Machine learning is quickly becoming a new feature across a wide variety of security solutions.  It can find anomalies and nuances in data too fine for humans to detect, and on a consistent basis over long periods of time.  For example, DLP is often thought of as a first defense to detect insider threats, however, the reality is DLP alone is not very effective for this specific use case.  Adding DLP data into machine learning models focused on insider threat anomalies has shown to be more effective.

Machine learning paired with metadata, going beyond “data about other data” to provide data lineage, relationships, mapping and optimizing is crucial.  Metadata is technical, operational, business and social data. For example, as digital transformation drives cloud adoption and increasingly more cloud-native apps, identity access becomes a new perimeter.  

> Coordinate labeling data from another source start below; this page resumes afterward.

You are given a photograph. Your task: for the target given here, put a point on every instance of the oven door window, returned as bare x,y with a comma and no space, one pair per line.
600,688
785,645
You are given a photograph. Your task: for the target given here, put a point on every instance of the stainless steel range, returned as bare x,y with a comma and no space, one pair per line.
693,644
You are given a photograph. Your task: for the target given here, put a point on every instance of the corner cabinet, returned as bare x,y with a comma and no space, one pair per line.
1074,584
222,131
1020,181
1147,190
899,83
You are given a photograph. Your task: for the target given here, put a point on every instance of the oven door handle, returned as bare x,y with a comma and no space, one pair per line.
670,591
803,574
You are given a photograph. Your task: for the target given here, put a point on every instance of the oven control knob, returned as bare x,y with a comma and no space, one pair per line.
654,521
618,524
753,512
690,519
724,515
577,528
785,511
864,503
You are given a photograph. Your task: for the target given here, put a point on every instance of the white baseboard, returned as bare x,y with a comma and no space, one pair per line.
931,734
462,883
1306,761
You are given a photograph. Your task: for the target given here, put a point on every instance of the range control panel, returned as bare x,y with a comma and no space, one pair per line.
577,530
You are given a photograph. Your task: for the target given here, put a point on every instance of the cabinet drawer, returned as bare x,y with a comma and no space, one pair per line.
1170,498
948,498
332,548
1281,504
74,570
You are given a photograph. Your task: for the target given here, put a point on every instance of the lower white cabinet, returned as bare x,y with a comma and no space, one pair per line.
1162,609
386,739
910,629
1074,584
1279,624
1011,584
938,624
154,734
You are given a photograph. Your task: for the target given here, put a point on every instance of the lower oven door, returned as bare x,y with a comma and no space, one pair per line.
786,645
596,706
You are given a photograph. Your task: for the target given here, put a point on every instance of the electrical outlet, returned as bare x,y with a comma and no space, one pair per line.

Traditionally CIOs control identity access management with the objective to enable access while CISOs see the risk. Machine learning has been proven effective to clean up access outliers, dormant accounts, shared access, unknown privilege access, and detecting anomalies based on behavior, peer groups or analytics.  This can augment a SOC team’s perspective for detection, investigation and response viewing identity and access as a threat plane. Without machine learning models and metadata, it would be an exhaustive human effort.

Conclusion
There’s a lot of work to be done before we’ll get an “Alexa” for security. Yes, we can use machine learning to find anomalies in data sets using attributes with variation for specific use cases, but this is more about machine learning and advanced statistics than AI. Instead of looking to AI, enterprises today need to be leveraging metadata, machine learning and advanced statistics, alongside improving detection skills and developing internal threat intelligence.

At this phase of AI’s maturity, quality metadata for cybersecurity is key as it provides content and context at a lower cost than storing the original data itself and is indexed for fast iterative queries used in threat detection and hunting.  AI as a silver bullet is over the horizon and years away, focusing now on quality metadata and specific machine learning models and use cases will provide a better payoff.